Studies of the reaction of formaldehyde with whole proteins indicate that accessibility plays a significant role in the formation of cross-links.[18] A probabilistic model of formaldehyde-induced adducts and cross-links in insulin by Metz et al. suggests that normal conformational fluctuations of the protein in solution result in a heterogeneous population of insulin molecules; each with a unique pattern of formaldehyde modifications.[17] These studies have important implications for the proteomic analysis of proteolytic digests of FFPE protein extracts. Among the set of redundant proteins that constitute a protein's total population, it is highly likely that every tryptic cleavage site and every tryptic fragment contained within the protein will be present in a form devoid of formaldehyde adducts or cross-links in a subset of this population. Consequently, complete reversal of all formaldehyde adducts and cross-links may be unnecessary in order to correctly identify the presence of the protein in the FFPE tissue extract. This is advantageous for qualitative proteomic analysis of FFPE tissues, but it also requires that stringent conditions be used for protein identification. For example, the overlap of proteins identified as being present in both FFPE and matched fresh tissue decreases significantly when two constitutive peptides are required for protein identification rather than one.[28] This fact also complicates quantitative analysis of FFPE tissues as many formaldehyde-modified peptides will not be identified during database searches.
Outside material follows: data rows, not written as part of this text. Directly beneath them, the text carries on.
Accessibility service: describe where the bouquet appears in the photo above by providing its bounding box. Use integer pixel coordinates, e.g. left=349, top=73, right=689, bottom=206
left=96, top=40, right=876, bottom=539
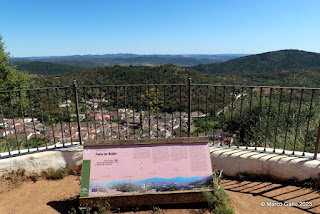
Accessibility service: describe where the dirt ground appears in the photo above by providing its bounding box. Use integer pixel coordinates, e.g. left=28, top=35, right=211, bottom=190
left=0, top=175, right=320, bottom=214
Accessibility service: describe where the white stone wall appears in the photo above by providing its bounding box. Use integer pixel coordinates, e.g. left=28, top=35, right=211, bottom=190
left=0, top=146, right=320, bottom=180
left=210, top=146, right=320, bottom=180
left=0, top=146, right=83, bottom=175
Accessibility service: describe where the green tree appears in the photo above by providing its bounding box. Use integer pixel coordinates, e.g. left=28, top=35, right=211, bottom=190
left=0, top=35, right=29, bottom=90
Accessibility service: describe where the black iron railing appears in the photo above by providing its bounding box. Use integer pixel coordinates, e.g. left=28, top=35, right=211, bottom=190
left=0, top=79, right=320, bottom=158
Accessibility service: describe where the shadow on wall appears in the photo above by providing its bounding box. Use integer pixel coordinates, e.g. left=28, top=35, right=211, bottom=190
left=210, top=146, right=320, bottom=180
left=221, top=180, right=320, bottom=214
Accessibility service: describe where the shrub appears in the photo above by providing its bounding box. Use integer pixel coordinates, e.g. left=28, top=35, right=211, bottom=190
left=43, top=168, right=69, bottom=180
left=203, top=171, right=234, bottom=214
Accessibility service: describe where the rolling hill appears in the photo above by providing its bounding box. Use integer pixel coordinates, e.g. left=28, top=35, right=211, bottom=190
left=191, top=50, right=320, bottom=87
left=12, top=54, right=244, bottom=68
left=33, top=65, right=212, bottom=87
left=12, top=61, right=80, bottom=75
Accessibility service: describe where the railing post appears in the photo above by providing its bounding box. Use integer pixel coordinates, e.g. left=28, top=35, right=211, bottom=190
left=188, top=78, right=191, bottom=137
left=73, top=80, right=82, bottom=145
left=313, top=122, right=320, bottom=159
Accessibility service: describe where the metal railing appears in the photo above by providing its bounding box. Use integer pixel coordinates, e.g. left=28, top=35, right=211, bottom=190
left=0, top=79, right=320, bottom=158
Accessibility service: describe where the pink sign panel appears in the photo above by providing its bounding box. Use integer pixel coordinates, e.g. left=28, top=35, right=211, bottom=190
left=80, top=143, right=212, bottom=197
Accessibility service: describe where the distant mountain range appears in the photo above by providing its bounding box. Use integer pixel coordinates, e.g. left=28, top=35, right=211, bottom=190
left=190, top=50, right=320, bottom=87
left=11, top=54, right=245, bottom=70
left=12, top=50, right=320, bottom=87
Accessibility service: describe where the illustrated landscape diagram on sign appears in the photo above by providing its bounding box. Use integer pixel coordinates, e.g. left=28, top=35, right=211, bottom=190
left=80, top=143, right=213, bottom=197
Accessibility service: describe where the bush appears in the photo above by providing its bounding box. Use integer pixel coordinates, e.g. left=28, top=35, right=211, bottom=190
left=43, top=168, right=69, bottom=180
left=203, top=171, right=234, bottom=214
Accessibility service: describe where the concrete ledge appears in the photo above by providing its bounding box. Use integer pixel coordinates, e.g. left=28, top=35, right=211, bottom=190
left=0, top=146, right=320, bottom=180
left=0, top=146, right=83, bottom=175
left=210, top=146, right=320, bottom=180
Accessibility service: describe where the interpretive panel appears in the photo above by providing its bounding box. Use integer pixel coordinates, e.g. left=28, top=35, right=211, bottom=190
left=80, top=142, right=213, bottom=197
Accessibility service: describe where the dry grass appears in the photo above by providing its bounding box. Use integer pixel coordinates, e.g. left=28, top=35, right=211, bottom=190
left=0, top=168, right=28, bottom=193
left=0, top=168, right=69, bottom=194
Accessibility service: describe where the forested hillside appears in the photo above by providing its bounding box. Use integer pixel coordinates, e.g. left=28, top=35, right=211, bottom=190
left=13, top=61, right=80, bottom=75
left=34, top=65, right=212, bottom=86
left=192, top=50, right=320, bottom=87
Three approaches can be taken to minimize this complication when performing quantitative analysis. The first approach is to ensure complete extraction of the FFPE tissue to avoid extraction bias and maximize the total protein for analysis.[8] This approach may require multiple extractions of the sample using the same or different buffers. The second approach is to investigate quantitative differences in protein expression by comparing sets of FFPE tissues rather than comparing FFPE tissues with matched fresh or frozen tissues. The third approach is to verify results derived from the analysis of FFPE tissues by LC-MS/MS and MALDI-IMS with orthogonal methods, such as IHC, western blots or protein arrays.